By Misty Mealey
I became a Maronite Catholic on New Year's Day. I was so excited to begin 2010 embracing my true spiritual heritage as a Maronite!
Eight years ago, I converted from atheism at St. Veronica Catholic Church in northern Virginia. A few years later, my husband, Tom, and I moved to Roanoke Virginia. Pregnant with our third child in three years, I dispatched Tom our first weekend there to the Knights of Columbus Superbowl party with instructions to “find us some good Catholic friends!” He did and it was those friends who invited us to attend their parish, St. Elias Maronite Catholic Church.
The first time I attended the Divine Liturgy, it was both confusing and compelling. It was so different from what I was used to, but I was drawn to the unmistakable reverence and majesty of it. Soon, we joined the St. Elias family.
At times, I struggled to adapt to Eastern spirituality. As an adult convert, I had devoured books about the faith and enjoyed theological discussions. But when I asked our Maronite priest theological questions, his answers often seemed vague. It took me a long time to understand that there is a reason the sacraments are called “mysteries” in the Eastern churches. It's not because the East lacks theological prowess, but rather, it rejects the theological precision that attempts to reduce God and his gifts down to a science.
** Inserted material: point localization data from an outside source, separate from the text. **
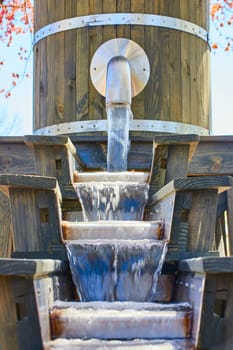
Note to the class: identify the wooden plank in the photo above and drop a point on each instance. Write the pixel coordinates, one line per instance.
(214, 321)
(137, 35)
(82, 65)
(28, 327)
(26, 267)
(76, 344)
(109, 320)
(29, 181)
(210, 265)
(175, 67)
(229, 195)
(109, 32)
(221, 236)
(96, 106)
(202, 220)
(123, 6)
(70, 76)
(8, 317)
(185, 67)
(115, 230)
(6, 233)
(152, 90)
(190, 288)
(222, 183)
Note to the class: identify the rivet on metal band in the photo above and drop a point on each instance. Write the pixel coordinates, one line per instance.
(135, 125)
(120, 19)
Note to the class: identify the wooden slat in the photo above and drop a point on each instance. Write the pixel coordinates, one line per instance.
(82, 65)
(29, 181)
(36, 268)
(6, 233)
(116, 322)
(8, 318)
(213, 265)
(96, 106)
(70, 76)
(137, 35)
(77, 344)
(221, 183)
(123, 6)
(202, 220)
(230, 220)
(175, 66)
(109, 32)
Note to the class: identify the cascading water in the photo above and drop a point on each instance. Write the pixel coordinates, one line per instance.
(116, 269)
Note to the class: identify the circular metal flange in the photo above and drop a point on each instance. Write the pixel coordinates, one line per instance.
(135, 55)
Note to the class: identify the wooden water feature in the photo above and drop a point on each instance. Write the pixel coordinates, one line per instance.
(76, 280)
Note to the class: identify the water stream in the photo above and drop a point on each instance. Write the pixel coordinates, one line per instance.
(118, 117)
(120, 269)
(116, 270)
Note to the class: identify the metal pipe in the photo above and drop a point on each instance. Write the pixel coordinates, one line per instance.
(118, 101)
(118, 82)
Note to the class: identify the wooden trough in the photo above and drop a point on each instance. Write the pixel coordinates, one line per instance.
(183, 177)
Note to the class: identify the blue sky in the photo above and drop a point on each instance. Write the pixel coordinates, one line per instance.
(16, 112)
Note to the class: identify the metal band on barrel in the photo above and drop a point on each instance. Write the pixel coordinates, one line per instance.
(135, 125)
(120, 19)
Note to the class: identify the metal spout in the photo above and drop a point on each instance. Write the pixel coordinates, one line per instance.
(118, 81)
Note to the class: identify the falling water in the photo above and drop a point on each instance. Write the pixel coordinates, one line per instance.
(116, 270)
(112, 200)
(118, 117)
My analytical nature, along with years of studying apologetics, made it difficult to appreciate this “big picture” perspective.
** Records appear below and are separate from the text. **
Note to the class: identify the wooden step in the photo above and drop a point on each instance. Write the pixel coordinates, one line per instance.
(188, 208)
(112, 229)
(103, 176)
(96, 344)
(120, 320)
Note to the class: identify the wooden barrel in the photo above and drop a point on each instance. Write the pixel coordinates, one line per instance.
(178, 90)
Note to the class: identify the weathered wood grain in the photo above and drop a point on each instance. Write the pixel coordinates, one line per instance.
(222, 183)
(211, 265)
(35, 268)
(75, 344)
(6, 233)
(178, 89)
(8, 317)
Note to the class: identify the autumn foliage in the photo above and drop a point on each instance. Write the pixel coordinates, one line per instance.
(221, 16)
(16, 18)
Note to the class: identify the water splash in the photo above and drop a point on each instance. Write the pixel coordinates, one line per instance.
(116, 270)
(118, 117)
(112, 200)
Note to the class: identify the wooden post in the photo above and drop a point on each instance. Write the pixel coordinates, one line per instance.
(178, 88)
It also could be challenging to have one foot in the Eastern church and one in the West. I was a Latin-rite Catholic, but I attended a Maronite parish. Which holy days was I going to observe? Then there were the differences in feast days. One Feast of the Epiphany, I taught our children about the magi. Then we attended the Divine Liturgy and learned about Christ's baptism in the Jordan. My children wanted to know if the magi had been baptized, too, after giving their gifts.
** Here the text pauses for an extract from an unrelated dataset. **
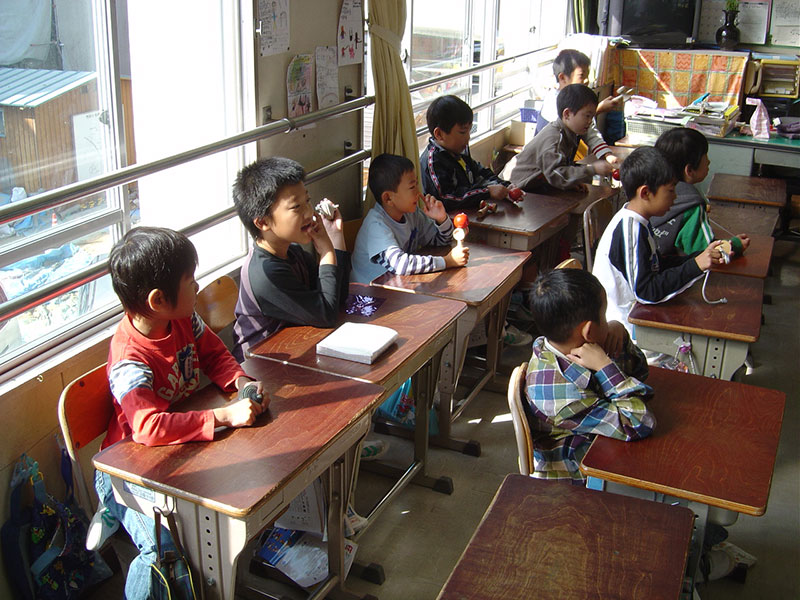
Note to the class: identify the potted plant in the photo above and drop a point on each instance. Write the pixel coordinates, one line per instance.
(728, 35)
It was a conversation with Sister Marla Marie of the Maronite Servants of Christ the Light that finally illuminated what made Maronite spirituality unique: it is biblically- and liturgically-based. That helped me understand why I felt so much peace after each Divine Liturgy and why I was drawn to study Scripture more often.
I didn't appreciate how Maronite spirituality would serve me until our fourth child died in utero in 2007. Afterward, I was desperate to understand why God had chosen to end my child's life and allow such suffering into mine. I discovered that the only way to peace was to surrender my need to know all of God's reasons for taking him.
It was the Maronite view of God—that he is a loving father but a great mystery, nonetheless—that helped me understand that it was not necessary (or even possible) to comprehend God fully to believe in his goodness and unconditional love. “When one tries to describe the mystery of God in words, he can only stammer," says St. Ephrem, so aptly. The Maronite Church taught me what it means to “Trust in the Lord with all your heart, and do not lean on your own understanding.” It helped me embrace more fully the child-like trust Jesus said we need to attain heaven.
During Holy Week of 2009, I experienced the distinct call to become a Maronite Catholic. I attended several liturgies and was in awe of their exceptional beauty and reverence. I was so joyfully happy and felt privileged to participate in liturgies that gave such glory to God. “You are a Maronite,” I heard whispered in my heart. I knew then that nothing could fit my soul as perfectly as Maronite Catholicism.
Being a Maronite has not come without some sacrifice. As the mother of four young children, I sometimes find the longer services and increased number of holy days challenging. And the first time I heard about the fasting requirements of Great Lent, I almost passed out. A Latin-rite friend joked that the Maronite motto ought to be, “Coming to Jesus the hard way.” But can there be any other way? Jesus promised us that discipleship is inextricably linked to sacrifice. And like a good parent, the Maronite Church challenges me to give more because it knows I need discipline to grow in holiness.
It seems appropriate I would begin my journey in earnest as a member of the Maronite Church during Great Lent. It feels like I have been traveling, but have finally arrived at my true home just in time to join my brothers and sisters in preparing for Our Lord. With my Maronite faith to guide me, I hope to grow ever closer to Jesus in this life and enjoy the gift of being with Him forever in the world to come.
Misty Mealey lives with her husband, Tom, and four children in Troutville, Virginia.